Un nuevo sabor
Actualizado: GuardarLa vista, en los ojos. El olfato, en la nariz, El oído, en las orejas. El tacto, en la piel. ¿Y el gusto?. El gusto está en la lengua. En ese órgano musculoso que ocupa la cavidad bucal, que lo mismo sirve para lamer placeres culinarios que se complace en realizar perversiones eróticas, que al igual es imprescindible para hacer burla, que se convierte en esencial al pronunciar el verbo. En ése y en sólo ese, se encuentra el sentido del gusto. Existen cuatro sabores básicos, el dulce, el amargo, el ácido y el salado. Alrededor de nueve mil papilas gustativas se encargan de discernir el sabor. Por zonas bien definidas, cada una de ellas se especializa en un sabor. Todos los demás son mezclas, más o menos conseguidas y complejas. El gusto por lo dulce y la aversión por lo amargo se consideran rasgos humanos innatos, presentes desde el nacimiento. No obstante, estos se ven rápidamente modificados por la experiencia. Las preferencias por ciertos alimentos generalmente se desarrollan mediante asociaciones de los atributos de un alimento con las circunstancias y la frecuencia con que se consume, así como con las sensaciones experimentadas tras su ingestión, y están fuertemente influenciadas por la experiencia, el entorno y las costumbres.

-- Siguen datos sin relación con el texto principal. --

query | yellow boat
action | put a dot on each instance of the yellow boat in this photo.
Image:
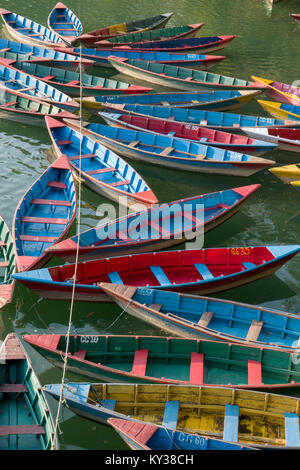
(241, 416)
(220, 101)
(287, 173)
(278, 91)
(281, 111)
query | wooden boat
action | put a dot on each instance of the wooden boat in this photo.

A principios del siglo pasado apareció un nuevo sabor, el umami. No fue identificado propiamente hasta que en 1908 el científico Kikunae Ikeda, profesor de la Universidad Imperial de Tokio, descubrió que el glutamato era el responsable de la palatabilidad del caldo del alga kombu. Él observó que el sabor del dashi (caldo) de kombu era distinto de los sabores dulce, ácido, amargo y salado, y lo denominó umami.
Por estas fechas a miles de gaditanos nos entra la duda. Hay un sabor que no es fácil clasificar. No es dulce, no es salado, no es amargo, no es ácido. ¿En que sabor clasificaría a los equinoideos más preciados? A esos del grupo de los equinodermos, que son de forma globosa o discoidal, que carecen de brazos y tienen esqueleto interno con numerosas placas calcáreas unidas entre sí rígidamente formado por un caparazón en los que se articulan las púas móviles. Que viven en el mar hasta los 2.500 metros de profundidad, y que cuyas gónadas son muy apreciadas gastronómicamente. A esos que tienen sabor a poza, a mañana fría de febrero, a bajamar de muchos grados, a canasto, a piedra del ‘camello’, a garabato, a ‘gargajillos’, a Laja, a esquina viñera, a Merodio, a capazo repleto, a temporal de invierno, a puente ‘Cana. Cuya textura está entre los burgaillos y las ortiguillas, lejos de las lapas de pelo y de los cangrejos moros. A esos que cualquier aderezo los estropea, que no necesitan cubiertos, que su riqueza te explota en la boca y te lleva al borde de la escollera. Definitivamente hay un nuevo sabor, el de los erizos de la Caleta. A partir de ahora ‘Calerizo’.